Some folks hesitate to follow Jesus because they realize it might mean giving up certain activities to which they’ve grown attached (say, spending a lot of money on entertainments) or taking on certain moral duties they’d just as soon avoid (say, giving money for the sake of the needy).

Yet, if there really is the God we think is there for us, a God who will fill our life with goodness, glory, power and peace, does it make any sense to hold back from walking with Him as He leads us because it requires the loss of something that doesn’t offer as much benefit as He?  Tim Keller notes that, if we act like that, we act like a fool who has a fatal disease but refuses to take the medicine the doctor swears will cause him to stay healthy to a ripe old age, as soon as he hears the doctor say that chocolate counteracts the medicine’s effectiveness and he will have to give up eating any the rest of his life.  Wouldn’t it be crazy to rebel against the loss of chocolate if that rebellion led to the loss of life itself?

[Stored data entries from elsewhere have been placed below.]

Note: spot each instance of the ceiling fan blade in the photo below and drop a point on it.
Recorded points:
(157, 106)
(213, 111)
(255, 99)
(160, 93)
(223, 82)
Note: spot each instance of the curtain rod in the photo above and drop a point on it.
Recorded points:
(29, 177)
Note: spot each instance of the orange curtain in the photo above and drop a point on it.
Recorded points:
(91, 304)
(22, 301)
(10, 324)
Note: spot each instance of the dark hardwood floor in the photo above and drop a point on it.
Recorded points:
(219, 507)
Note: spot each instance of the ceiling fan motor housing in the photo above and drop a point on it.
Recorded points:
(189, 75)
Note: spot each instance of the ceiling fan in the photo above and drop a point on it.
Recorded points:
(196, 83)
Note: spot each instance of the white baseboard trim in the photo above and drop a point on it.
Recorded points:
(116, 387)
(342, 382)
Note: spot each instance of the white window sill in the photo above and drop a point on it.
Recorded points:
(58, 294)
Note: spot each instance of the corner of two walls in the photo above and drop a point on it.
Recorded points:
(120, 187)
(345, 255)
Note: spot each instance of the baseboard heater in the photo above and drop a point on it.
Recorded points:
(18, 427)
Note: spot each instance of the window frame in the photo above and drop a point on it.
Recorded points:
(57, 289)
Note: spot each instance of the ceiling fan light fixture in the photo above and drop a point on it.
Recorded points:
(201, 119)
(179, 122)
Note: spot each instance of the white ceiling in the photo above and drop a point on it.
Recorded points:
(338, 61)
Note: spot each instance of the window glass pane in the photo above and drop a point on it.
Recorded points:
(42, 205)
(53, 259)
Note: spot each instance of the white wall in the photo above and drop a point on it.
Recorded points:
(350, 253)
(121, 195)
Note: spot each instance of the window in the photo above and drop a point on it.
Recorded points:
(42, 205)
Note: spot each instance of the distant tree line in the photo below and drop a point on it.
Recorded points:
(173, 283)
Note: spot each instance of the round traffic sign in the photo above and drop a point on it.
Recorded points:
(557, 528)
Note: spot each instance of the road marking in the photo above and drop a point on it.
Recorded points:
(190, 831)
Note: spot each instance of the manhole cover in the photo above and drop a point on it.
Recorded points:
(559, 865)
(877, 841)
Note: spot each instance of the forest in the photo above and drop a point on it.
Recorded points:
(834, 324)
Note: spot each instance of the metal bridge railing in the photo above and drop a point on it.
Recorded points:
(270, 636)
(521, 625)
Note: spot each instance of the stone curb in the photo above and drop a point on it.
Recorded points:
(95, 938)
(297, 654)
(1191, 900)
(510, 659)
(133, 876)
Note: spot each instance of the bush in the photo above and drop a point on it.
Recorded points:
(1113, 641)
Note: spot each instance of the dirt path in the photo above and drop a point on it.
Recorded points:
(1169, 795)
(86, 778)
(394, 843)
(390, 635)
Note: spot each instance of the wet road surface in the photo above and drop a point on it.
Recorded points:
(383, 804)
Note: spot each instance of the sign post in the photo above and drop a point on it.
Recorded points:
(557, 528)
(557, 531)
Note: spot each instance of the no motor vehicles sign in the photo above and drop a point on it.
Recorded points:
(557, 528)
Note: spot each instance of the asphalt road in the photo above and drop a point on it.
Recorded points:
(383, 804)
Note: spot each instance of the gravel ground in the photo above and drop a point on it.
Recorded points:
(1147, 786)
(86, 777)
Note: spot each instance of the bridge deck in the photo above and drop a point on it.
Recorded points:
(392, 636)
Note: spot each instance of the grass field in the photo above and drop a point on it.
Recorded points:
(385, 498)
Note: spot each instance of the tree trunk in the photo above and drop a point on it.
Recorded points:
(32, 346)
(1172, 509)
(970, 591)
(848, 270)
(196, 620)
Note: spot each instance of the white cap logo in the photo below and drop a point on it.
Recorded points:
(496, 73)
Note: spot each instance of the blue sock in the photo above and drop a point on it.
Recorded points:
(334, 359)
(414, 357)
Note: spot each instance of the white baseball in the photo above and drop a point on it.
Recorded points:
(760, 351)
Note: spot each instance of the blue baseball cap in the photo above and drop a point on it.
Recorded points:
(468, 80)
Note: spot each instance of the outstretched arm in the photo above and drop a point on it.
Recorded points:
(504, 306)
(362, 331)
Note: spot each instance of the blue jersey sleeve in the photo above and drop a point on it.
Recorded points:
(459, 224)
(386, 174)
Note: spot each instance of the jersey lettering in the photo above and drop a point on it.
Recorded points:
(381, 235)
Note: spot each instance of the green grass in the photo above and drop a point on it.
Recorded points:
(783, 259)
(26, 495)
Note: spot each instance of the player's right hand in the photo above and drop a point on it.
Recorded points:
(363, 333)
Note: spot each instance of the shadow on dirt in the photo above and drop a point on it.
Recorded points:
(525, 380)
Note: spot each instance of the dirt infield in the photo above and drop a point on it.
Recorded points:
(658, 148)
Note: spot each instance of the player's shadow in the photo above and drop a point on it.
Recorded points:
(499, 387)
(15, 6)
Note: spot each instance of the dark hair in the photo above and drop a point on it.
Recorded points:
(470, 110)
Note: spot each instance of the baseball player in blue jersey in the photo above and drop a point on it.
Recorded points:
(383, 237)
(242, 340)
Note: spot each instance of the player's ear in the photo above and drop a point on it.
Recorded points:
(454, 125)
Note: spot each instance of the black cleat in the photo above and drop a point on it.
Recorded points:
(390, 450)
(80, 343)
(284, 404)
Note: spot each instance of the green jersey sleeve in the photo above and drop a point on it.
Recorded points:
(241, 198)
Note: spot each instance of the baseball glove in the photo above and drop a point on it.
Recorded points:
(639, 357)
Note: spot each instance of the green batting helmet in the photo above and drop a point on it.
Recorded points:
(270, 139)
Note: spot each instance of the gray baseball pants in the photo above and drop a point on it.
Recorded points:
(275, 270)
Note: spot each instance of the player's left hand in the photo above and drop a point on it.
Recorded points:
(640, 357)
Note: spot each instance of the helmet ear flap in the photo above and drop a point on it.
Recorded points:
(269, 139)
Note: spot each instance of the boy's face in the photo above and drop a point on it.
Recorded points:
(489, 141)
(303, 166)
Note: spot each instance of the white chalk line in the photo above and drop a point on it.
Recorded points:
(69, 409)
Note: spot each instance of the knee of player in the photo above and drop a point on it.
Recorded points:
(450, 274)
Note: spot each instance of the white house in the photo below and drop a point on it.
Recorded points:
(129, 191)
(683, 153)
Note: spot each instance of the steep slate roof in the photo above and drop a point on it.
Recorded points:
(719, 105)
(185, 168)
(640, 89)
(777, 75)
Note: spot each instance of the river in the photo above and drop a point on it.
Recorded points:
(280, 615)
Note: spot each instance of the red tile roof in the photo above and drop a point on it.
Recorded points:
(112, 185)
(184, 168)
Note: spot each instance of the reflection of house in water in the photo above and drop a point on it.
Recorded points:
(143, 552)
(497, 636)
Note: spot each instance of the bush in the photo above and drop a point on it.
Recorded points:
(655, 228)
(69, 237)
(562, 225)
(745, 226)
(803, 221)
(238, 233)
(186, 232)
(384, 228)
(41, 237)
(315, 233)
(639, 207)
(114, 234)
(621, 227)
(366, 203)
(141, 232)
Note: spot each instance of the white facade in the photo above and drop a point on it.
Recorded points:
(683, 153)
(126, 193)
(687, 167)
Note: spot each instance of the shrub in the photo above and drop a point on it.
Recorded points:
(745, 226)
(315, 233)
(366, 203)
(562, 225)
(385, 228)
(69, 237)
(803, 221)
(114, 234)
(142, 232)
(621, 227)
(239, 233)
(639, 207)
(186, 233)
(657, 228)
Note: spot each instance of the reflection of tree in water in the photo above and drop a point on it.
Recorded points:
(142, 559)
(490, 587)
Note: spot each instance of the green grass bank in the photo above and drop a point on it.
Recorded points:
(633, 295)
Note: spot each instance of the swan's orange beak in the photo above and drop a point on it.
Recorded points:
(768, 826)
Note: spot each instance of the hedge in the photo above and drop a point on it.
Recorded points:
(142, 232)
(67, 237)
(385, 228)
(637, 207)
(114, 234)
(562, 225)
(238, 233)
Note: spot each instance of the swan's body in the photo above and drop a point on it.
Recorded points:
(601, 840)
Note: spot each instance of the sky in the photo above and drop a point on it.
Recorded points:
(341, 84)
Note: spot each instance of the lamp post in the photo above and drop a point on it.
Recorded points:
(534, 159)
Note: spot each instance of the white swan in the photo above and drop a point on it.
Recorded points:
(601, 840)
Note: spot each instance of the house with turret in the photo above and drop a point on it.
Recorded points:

To act wisely, we are to let go of misplaced priorities and to go along with God’s prescriptions whatever the cost.  We’re also, Hebrews continues, to “run with perseverance the race that is set before us”.  We are, for the good of the team and for the honor of the “Coach”, to run the full length of our relay leg, and to keep to the route laid out before us.  Our relay leg may be so hard and painful we’d never have chosen it; but it’s not our race, and leg of it begins where the baton is passed on to us and ends where the next runner waits to receive it. We run as best we can even if we feel we’re getting nowhere.

A century ago, missionary William Leslie moved to Africa to minister to the Yansi people of a remote corner of the Congo.  Fighting tropical diseases and hangry jaguars, Leslie taught the Bible, doctored the people, improved public health and established the first Yansi school system.  But, after 17 years he returned to the US a discouraged and defeated man who believed he’d failed to make much of a lasting impact.

Fourteen years ago, a missionary team entered Yansi land expecting to have to start a ministry from scratch.  Instead they found a network of vibrant, spiritually reproducing churches glittering like diamonds in the dense jungle across the Kwilu River from Vanga, from which Leslie had launched his wide-ranging efforts.

Leslie had left Yansi land unable to see that his seemingly fruitless mission field was not a dormant field, unable to see how the seeds he was planting were growing underground out of sight, unable to see the harvest that would come eventually and, most tragically, unable to see how big was the God He served and how big was the relay team of which he was but a part.

We run our race by faith and not by sight.  With the physical eye, we can see neither the cloud of witnesses cheering us on day and night nor the God working the wonders of His love day and night.  But with the spiritual eye, we can see the miracles of God’s grace.  That vision encourages us to run our race with hope.  It also enables us to keep “looking to Jesus, the pioneer and perfecter of our faith” and to keep following His example of giving one’s all – while trusting God to supplement our meager contribution with His own powerful help and the help of a community that spans generations and that gives us the momentum to ever move forward in the Master’s marvelous mission moment after moment.

Jesus is the life of each of us and of all of us together.  He makes us a part of a very big story most of which is hidden from our view.  But He is in fact with us now, and always has been, and always will be.  He is the start and the end of the story, its author and finisher, its pioneer and perfecter.  Let us be as faithful and generous in our giving, as He is in His!